More Americans get shortchanged by taking Social Security early
A growing number of Americans are choosing to take Social Security early. Some baby boomers have been forced to take Social Security early because of losing jobs and spending savings during the recession, while others are compelled to collect Social Security before the program goes bankrupt. Retirement planners say fears of Social Security bankruptcy are unfounded, and Americans who take benefits early are shortchanging themselves.

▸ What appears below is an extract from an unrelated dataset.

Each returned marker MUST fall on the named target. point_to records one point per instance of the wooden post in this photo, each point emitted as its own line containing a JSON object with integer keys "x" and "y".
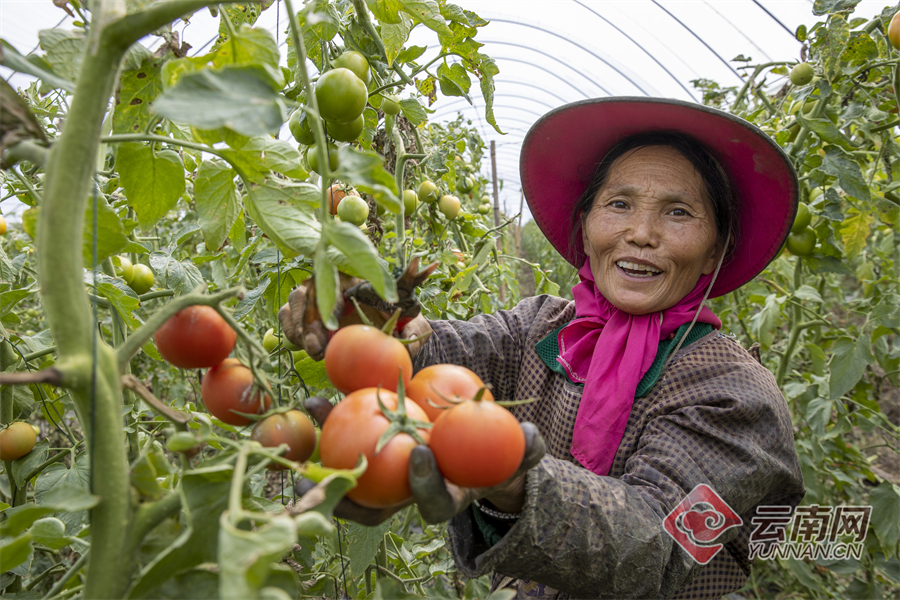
{"x": 497, "y": 212}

Why Americans take Social Security early
In 2009, 42 percent of 62-year-olds opted to take Social Security at the youngest age allowed, according to the Brookings Institution. That number is up from 38 percent in 2007 and continues to grow, even though waiting will increase social Security benefits by up to 8 percent each year until age 70. Some of these Social Security recipients have lost jobs and given up on finding another. Others are listening to the debate in Washington about government spending cuts that includes reducing Social Security payments and raising the retirement age. However, proposals for Social Security reform look decades into the future and don’t impact baby boomers approaching retirement age. Financial experts contend that even without changing the system Social Security benefits won’t be affected until at least 2037.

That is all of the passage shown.